The idea had been popular among many Americans but drew scorn from critics, who said it would be a waste of money and was akin to events organized by authoritarian regimes.
"The Department of Defense and White House have been planning a parade to honor America's military veterans and commemorate the centennial of World War I," Pentagon spokesman Colonel Rob Manning said in a statement.
"We originally targeted November 10, 2018 for this event but have now agreed to explore opportunities in 2019," he added.
When the White House in February announced the commander-in-chief's desire to hold the parade in Washington, the budget director said it would cost between $10 million and $30 million.
But a US official told AFP earlier Thursday the planning estimate had now gone as high as $92 million, though no final figure has been reached.
The request for the event came after Trump's visit to France in July 2017, where he was hosted with great fanfare by French President Emmanuel Macron.
Sitting on the Champs-Elysees during the Bastille Day parade, the American president had marveled at the Republican Guard on horseback and jets flying overhead.
He had initially hinted at plans to transform America's Independence Day celebrations -- usually associated with fireworks and barbecues -- on July 4 into a vast military parade.
"To a large extent, because of what I witnessed we may do something like that on July Fourth in Washington down Pennsylvania Avenue," he said in September 2017.
Even before becoming president, aides reported that Trump had considered a military parade to mark his inauguration -- although that idea was eventually scrapped.

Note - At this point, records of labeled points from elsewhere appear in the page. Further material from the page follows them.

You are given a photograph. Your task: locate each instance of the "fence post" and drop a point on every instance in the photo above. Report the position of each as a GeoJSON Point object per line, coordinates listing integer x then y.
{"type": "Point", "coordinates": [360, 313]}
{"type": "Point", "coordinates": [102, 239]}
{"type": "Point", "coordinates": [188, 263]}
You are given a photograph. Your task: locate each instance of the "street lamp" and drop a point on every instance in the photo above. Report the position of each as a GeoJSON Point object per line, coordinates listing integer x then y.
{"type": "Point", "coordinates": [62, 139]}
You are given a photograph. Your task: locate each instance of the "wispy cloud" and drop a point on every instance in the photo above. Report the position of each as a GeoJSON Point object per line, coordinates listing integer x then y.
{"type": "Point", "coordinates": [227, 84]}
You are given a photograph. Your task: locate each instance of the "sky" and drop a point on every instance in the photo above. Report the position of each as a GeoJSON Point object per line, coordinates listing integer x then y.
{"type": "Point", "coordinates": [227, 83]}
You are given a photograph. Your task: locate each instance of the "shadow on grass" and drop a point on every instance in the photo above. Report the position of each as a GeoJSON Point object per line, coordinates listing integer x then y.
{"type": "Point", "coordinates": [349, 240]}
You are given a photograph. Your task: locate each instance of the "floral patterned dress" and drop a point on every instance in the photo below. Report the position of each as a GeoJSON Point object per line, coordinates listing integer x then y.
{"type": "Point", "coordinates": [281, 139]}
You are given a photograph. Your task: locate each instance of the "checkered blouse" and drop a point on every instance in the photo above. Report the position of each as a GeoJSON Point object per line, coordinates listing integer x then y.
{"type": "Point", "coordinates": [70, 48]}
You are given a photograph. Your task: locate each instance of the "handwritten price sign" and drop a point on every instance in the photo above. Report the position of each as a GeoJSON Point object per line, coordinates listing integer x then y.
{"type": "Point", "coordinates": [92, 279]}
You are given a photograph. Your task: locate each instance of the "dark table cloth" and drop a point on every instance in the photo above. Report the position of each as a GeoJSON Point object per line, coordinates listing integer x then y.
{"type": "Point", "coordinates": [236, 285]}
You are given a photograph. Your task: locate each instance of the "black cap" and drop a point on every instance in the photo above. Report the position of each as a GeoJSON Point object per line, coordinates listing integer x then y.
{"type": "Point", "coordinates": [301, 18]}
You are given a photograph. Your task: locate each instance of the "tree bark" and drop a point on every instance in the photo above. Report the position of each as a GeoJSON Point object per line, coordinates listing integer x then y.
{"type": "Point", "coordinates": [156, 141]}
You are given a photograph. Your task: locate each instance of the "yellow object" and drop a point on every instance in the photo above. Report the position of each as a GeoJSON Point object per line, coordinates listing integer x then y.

Trump has also embraced military backdrop for several speeches and presidential visits. However, he received deferments from carrying out military service of his own during the Vietnam War.
US media were quick to highlight how the ballooning costs of the proposed parade stood in contrast to his concern about the expense of conducting joint military exercises with South Korea.
"We will be stopping the war games, which will save us a tremendous amount of money," Trump said in June after meeting North Korean leader Kim Jong Un.
It later emerged that the drills cost about $14 million, a fraction of the price of a military parade.
Others suggested the money could be better spent improving the lives of destitute veterans.
"Until such time as we can celebrate victory in the War on Terrorism and bring our military home, we think the parade money would be better spent fully funding the Department of Veteran Affairs and giving our troops and their families the best care possible," said the American Legion's national commander Denise Rohan.
The United States normally holds military parades to mark the end of a conflict, such as in 1991 when president George HW Bush held a National Victory Parade in Washington to celebrate the end of the first Gulf War.